"Joy and pleasure are as real as pain and sorrow and one must learn what they have to teach. . . ." -- Sean Russell, from Gatherer of Clouds

"If you're not having fun, you're not doing it right." -- Helyn D. Goldenberg

"I love you and I'm not afraid." -- Evanescence, "My Last Breath"

“If I hear ‘not allowed’ much oftener,” said Sam, “I’m going to get angry.” -- J.R.R. Tolkien, from Lord of the Rings

Sunday, November 26, 2006

Competition

An interesting story from my streaming headlines this morning, about a prison industry in Maryland:

Beeson said inmates who work in the plants tend to re-offend and return to prison at about half the rate of those who don't. Inmates must have a high-school diploma or GED to work for the agency, which can help with their schooling.

Damn. A prison program that works. Now, if we could just decide exactly why it is we have prisons in this country -- rehabilitation? punishment? deterrent?

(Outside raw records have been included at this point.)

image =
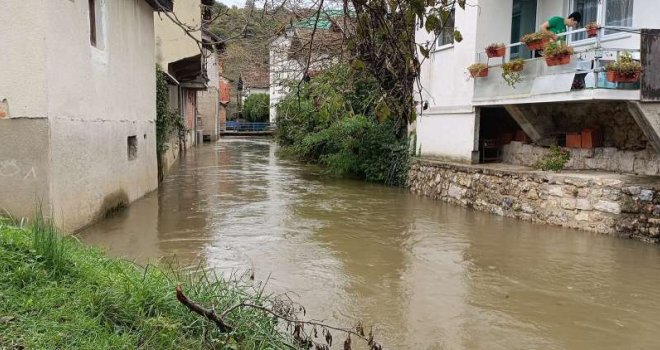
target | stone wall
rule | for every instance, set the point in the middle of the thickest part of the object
(621, 205)
(644, 162)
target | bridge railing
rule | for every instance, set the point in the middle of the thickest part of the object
(241, 126)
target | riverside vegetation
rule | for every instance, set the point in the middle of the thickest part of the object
(56, 293)
(336, 120)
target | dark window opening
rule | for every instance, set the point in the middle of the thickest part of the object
(92, 22)
(132, 147)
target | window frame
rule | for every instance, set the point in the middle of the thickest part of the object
(600, 18)
(439, 44)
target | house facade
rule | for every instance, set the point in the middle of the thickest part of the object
(77, 107)
(295, 51)
(180, 54)
(475, 120)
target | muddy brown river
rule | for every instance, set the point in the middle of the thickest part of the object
(427, 275)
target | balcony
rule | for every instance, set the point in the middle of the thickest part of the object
(584, 79)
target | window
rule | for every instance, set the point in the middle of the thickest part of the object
(616, 13)
(446, 35)
(131, 144)
(96, 28)
(92, 22)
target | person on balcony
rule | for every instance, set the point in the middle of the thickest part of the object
(557, 25)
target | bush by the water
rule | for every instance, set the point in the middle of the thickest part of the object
(256, 108)
(57, 294)
(337, 120)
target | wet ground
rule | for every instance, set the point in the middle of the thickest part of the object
(426, 274)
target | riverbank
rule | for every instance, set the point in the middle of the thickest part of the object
(59, 294)
(609, 203)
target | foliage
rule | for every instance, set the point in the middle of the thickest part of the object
(338, 119)
(511, 71)
(256, 107)
(625, 65)
(555, 161)
(58, 294)
(557, 48)
(168, 122)
(534, 37)
(477, 68)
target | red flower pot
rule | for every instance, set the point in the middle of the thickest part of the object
(479, 73)
(616, 77)
(498, 52)
(592, 32)
(537, 45)
(558, 60)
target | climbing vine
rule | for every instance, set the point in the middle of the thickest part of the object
(168, 123)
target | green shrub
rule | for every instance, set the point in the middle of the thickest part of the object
(331, 120)
(555, 161)
(256, 108)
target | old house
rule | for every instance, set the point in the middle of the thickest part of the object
(611, 126)
(179, 53)
(77, 107)
(294, 52)
(209, 102)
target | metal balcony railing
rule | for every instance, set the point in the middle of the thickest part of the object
(586, 70)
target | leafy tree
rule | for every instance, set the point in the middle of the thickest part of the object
(256, 108)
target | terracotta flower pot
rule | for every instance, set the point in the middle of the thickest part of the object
(616, 77)
(537, 45)
(592, 32)
(499, 52)
(557, 60)
(479, 73)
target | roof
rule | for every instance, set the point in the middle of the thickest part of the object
(158, 5)
(256, 77)
(188, 71)
(325, 20)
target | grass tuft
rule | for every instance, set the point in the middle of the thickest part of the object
(56, 293)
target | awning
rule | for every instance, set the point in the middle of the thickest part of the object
(188, 71)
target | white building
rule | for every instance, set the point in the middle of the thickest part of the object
(548, 103)
(291, 57)
(77, 110)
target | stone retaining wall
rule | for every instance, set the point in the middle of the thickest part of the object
(621, 205)
(644, 162)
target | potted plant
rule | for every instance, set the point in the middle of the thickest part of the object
(496, 50)
(478, 70)
(624, 70)
(511, 71)
(592, 29)
(535, 41)
(557, 53)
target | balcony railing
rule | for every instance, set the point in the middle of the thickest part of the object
(577, 80)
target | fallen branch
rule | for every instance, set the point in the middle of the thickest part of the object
(200, 310)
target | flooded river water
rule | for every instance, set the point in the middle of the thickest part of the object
(426, 274)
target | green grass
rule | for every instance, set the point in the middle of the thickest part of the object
(59, 294)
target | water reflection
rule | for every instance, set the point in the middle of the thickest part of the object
(429, 275)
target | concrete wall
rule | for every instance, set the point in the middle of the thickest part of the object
(447, 128)
(620, 205)
(172, 43)
(88, 100)
(97, 98)
(208, 101)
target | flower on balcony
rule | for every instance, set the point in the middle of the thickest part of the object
(557, 52)
(592, 29)
(478, 70)
(511, 71)
(624, 70)
(536, 41)
(496, 50)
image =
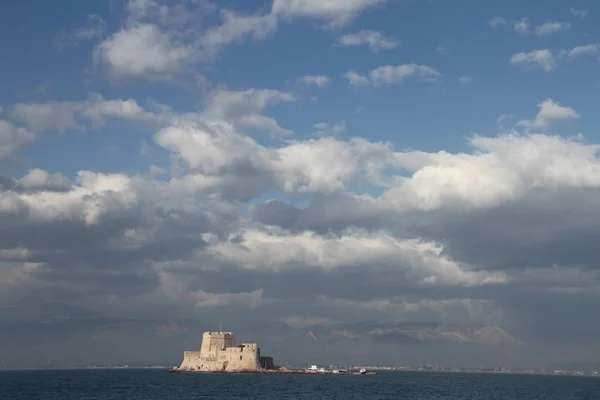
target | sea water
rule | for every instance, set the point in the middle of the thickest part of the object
(131, 384)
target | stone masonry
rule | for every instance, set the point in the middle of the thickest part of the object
(220, 353)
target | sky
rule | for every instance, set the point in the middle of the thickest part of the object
(375, 180)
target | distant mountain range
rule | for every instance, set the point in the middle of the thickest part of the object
(58, 335)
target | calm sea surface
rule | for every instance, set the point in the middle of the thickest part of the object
(158, 384)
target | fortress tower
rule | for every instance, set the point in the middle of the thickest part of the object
(219, 352)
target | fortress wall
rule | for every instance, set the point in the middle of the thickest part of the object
(219, 353)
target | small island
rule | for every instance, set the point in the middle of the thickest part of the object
(219, 353)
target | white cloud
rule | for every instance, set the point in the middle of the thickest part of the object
(419, 260)
(589, 49)
(13, 139)
(376, 40)
(245, 108)
(337, 12)
(502, 169)
(155, 170)
(542, 58)
(217, 151)
(496, 22)
(579, 12)
(56, 116)
(393, 74)
(301, 322)
(551, 27)
(245, 299)
(142, 51)
(68, 115)
(317, 80)
(522, 27)
(93, 29)
(325, 129)
(355, 79)
(40, 180)
(549, 112)
(235, 28)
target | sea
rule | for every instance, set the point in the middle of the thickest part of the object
(150, 384)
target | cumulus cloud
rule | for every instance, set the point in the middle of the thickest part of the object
(417, 260)
(375, 40)
(355, 79)
(235, 28)
(219, 153)
(40, 180)
(522, 27)
(549, 28)
(245, 108)
(326, 129)
(12, 139)
(542, 58)
(579, 51)
(92, 30)
(317, 80)
(337, 12)
(579, 12)
(392, 74)
(496, 22)
(142, 51)
(549, 112)
(72, 115)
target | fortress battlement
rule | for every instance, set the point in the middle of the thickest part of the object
(219, 353)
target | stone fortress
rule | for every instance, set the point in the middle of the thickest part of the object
(219, 353)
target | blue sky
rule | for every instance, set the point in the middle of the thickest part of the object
(455, 39)
(321, 164)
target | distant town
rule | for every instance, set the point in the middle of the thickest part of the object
(416, 368)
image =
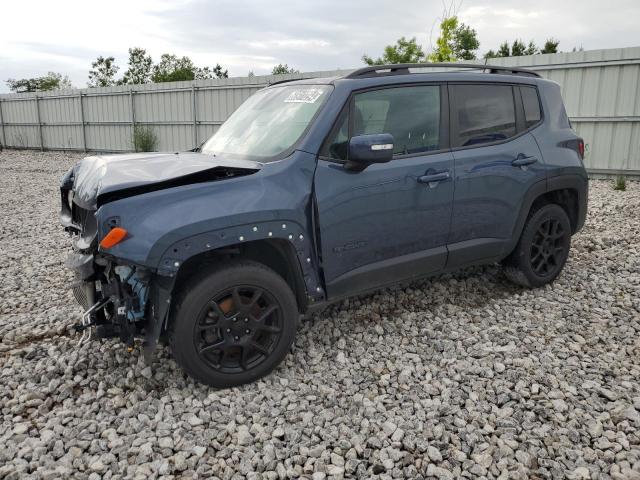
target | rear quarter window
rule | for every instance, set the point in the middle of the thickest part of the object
(531, 104)
(482, 114)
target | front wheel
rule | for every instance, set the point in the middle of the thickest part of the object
(234, 325)
(542, 250)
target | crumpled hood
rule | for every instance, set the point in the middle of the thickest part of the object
(99, 177)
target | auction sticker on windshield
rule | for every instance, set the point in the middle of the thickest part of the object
(304, 95)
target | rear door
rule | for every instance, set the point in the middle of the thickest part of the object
(384, 224)
(496, 161)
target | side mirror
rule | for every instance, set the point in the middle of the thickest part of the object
(367, 149)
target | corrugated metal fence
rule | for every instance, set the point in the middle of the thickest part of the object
(600, 89)
(182, 114)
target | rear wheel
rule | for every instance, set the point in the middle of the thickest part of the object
(543, 248)
(234, 325)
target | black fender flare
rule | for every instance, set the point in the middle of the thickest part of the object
(542, 187)
(301, 243)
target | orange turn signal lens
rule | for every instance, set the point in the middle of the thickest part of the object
(114, 237)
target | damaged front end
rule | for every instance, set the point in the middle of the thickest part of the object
(120, 300)
(128, 297)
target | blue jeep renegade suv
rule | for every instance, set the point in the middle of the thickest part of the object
(315, 190)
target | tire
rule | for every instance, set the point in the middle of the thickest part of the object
(542, 250)
(234, 324)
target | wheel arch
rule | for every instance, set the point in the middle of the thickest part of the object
(277, 254)
(568, 191)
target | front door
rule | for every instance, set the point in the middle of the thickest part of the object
(388, 222)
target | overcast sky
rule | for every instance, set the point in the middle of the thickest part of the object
(41, 35)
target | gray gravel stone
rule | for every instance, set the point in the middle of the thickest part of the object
(462, 375)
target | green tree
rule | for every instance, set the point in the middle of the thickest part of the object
(503, 50)
(140, 65)
(465, 43)
(518, 48)
(173, 69)
(531, 49)
(103, 72)
(282, 69)
(215, 72)
(445, 48)
(550, 46)
(404, 51)
(490, 54)
(50, 81)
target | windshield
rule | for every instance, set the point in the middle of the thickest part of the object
(269, 122)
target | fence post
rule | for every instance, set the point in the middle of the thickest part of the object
(195, 116)
(39, 123)
(133, 119)
(84, 132)
(4, 139)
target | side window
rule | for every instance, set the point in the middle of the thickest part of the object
(410, 114)
(482, 114)
(531, 105)
(337, 145)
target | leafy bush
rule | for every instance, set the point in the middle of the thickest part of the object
(620, 183)
(144, 139)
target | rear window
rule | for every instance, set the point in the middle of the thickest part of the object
(531, 106)
(482, 114)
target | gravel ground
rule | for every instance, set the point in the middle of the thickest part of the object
(463, 375)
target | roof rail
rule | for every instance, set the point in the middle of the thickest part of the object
(277, 82)
(403, 68)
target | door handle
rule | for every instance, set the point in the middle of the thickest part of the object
(434, 177)
(523, 161)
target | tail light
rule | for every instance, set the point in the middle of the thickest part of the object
(581, 148)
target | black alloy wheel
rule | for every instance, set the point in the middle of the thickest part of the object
(233, 324)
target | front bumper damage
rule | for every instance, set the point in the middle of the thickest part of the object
(120, 300)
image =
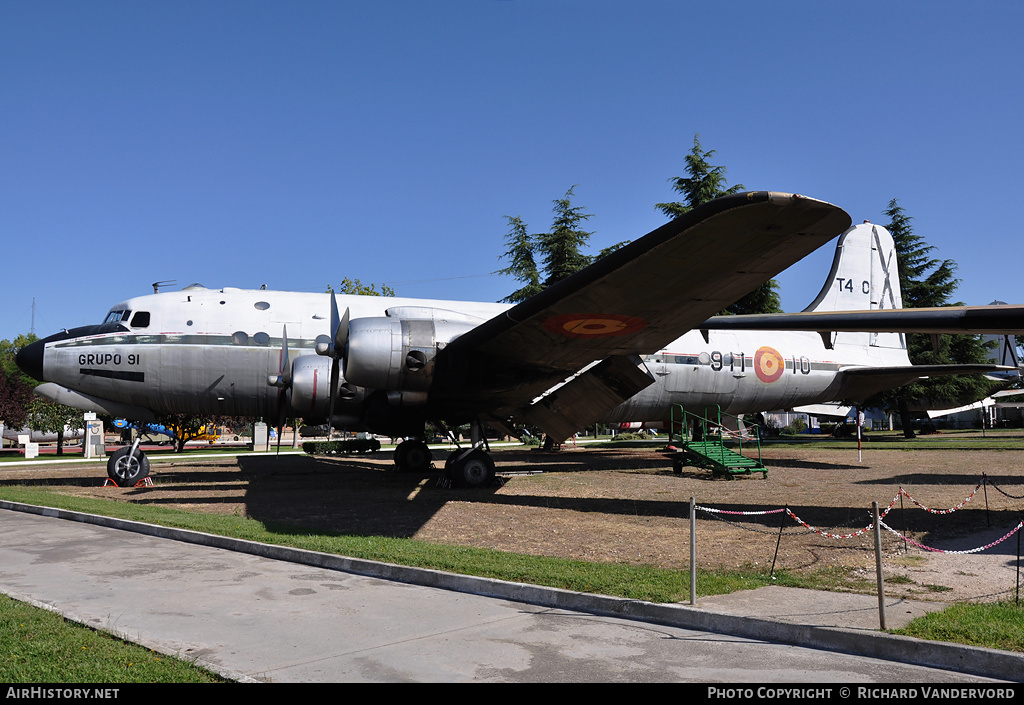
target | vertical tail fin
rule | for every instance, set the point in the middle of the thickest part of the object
(1005, 350)
(863, 277)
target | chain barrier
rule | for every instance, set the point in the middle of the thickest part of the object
(1003, 492)
(829, 535)
(722, 513)
(942, 550)
(942, 511)
(718, 515)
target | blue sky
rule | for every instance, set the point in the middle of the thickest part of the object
(295, 143)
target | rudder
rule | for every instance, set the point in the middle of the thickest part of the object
(863, 275)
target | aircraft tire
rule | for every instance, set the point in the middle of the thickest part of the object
(473, 469)
(413, 456)
(127, 472)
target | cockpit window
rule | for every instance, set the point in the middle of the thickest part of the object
(117, 316)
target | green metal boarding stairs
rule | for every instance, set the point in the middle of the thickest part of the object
(712, 451)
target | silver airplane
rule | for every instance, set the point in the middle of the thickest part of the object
(601, 345)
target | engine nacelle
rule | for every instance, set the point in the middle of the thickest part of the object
(309, 395)
(397, 354)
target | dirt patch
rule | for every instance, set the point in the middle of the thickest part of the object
(628, 505)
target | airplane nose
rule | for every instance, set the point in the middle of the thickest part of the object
(30, 360)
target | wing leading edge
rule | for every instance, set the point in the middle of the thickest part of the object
(632, 301)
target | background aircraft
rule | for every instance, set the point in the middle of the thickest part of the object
(560, 361)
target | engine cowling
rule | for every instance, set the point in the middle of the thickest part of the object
(396, 354)
(309, 394)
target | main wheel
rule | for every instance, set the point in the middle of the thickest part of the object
(413, 456)
(475, 468)
(127, 471)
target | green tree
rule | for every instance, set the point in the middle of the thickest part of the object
(562, 246)
(354, 286)
(560, 250)
(702, 183)
(51, 417)
(522, 264)
(15, 386)
(926, 282)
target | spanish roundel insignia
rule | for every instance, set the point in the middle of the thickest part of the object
(594, 325)
(768, 364)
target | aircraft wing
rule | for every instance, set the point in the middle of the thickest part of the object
(630, 302)
(994, 320)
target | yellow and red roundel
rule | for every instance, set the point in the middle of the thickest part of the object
(768, 364)
(594, 325)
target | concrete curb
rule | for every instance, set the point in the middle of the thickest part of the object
(973, 660)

But of course, enter the fly in the ointment:

Private furniture makers aren't as keen on prison industries. The Independent Office Products and Furniture Dealers Association, based in Arlington, Va., supports a bill passed in September by the U.S. House of Representatives that would require Federal Prison Industries Inc. to compete on a more even footing with the private sector for federal contracts. A 2004 law ended its monopoly on supplying office furniture and other items to federal agencies, but left it with some advantages, said Michael Ochs, the trade group's director of government affairs.

He said the association has concentrated on the federal, not the state level. But Ochs said state prison industries - and every state has such an agency - also cut into private industry sales.

"We would like to see open and fair competition where the industry can compete on an equal footing," Ochs said.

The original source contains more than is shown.